New access to palliative care supports after hours will mean that more Islanders can receive end-of-life care at home, says Health and Wellness Minister Doug Currie.
“Most patients prefer to receive palliative care in their own home with their family close by, and this new service will allow more patients to receive care at home,” said Minister Currie. “Paramedics are highly trained and able to work in a variety of settings. Having them deliver the service is an effective use of health care resources and enables our paramedics to practice to the full scope of their knowledge and training.”
Through the new Paramedic Providing Palliative Care at Home program which begins this week, paramedics can provide patients with pain and symptom management at home, after hours.
“Many palliative crises occur outside of our palliative care program’s regular office hours when options for patients and their families are limited,” said Health PEI’s Provincial Palliative Care Medical Consultant Dr. Mireille Lecours. “This new initiative will complement palliative care services currently offered through our health care system and community-based organizations by bridging overnight care.
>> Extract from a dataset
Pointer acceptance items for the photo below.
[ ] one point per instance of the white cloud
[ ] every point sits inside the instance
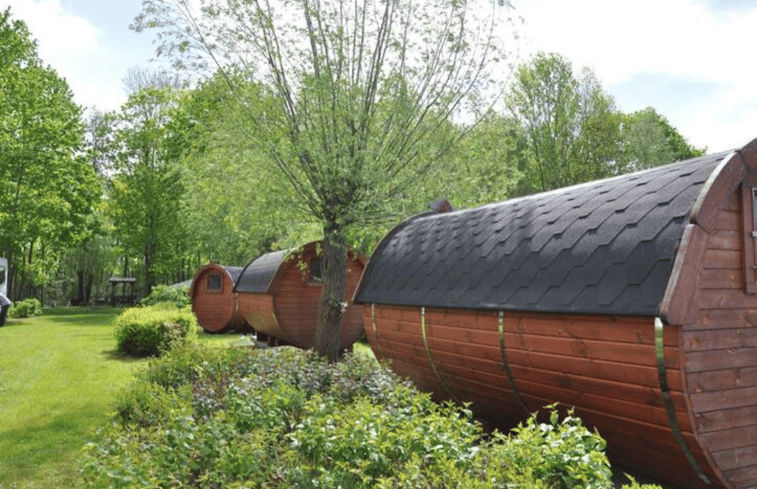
(92, 61)
(680, 41)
It will also help ensure our palliative care patients have access to the care they need, when they need it, and in a way that is respectful of their end-of-life wishes.”
Until now, at-home palliative patients had limited access to after hours support for end-of-life symptoms such as pain and anxiety. As a result, a call to 9-1-1 could initiate an ambulance response, an unnecessary hospital admission or an unwanted medical intervention that went against the patient’s wishes to remain at home.
The new patient and family-centered program was made possible through a partnership between Prince Edward Island and Nova Scotia with financial support of $1.3 million from the Canadian Partnership Against Cancer and Health Canada. Of the total funding, Prince Edward Island received $143,000 to get the program started.
All paramedics in Prince Edward Island have now received specialized clinical training on pain and symptom management for palliative patients; as well as education focused on communication, decision making and care in the last days and hours of life.
“Today marks another important step forward in healthcare for Islanders. We are proud to be part of this initiative that is based on creating new paradigms of care for patients,” said Darcy Clinton, General Manager, Island EMS and Medacom Atlantic. “Together, we are focused on providing the right care, in the right place, at the right time. Our team of highly trained paramedics will continue to provide the best possible care to patients – now with the ability to respect the patient’s wishes of receiving the appropriate care they need and to stay at home.”
To be eligible patients must register with the Provincial Integrated Palliative Care Program. To date, 170 palliative patients have registered with the program.
Prince Edward Island has one of the most comprehensive palliative care programs in the country. Trained health care teams provide palliative care in the home, long-term care and community care facilities, and in several hospitals throughout the province. A new $5.6 million provincial palliative care centre which opened this year, offers more care options and flexible programs for patients and families depending on their health care needs and wishes.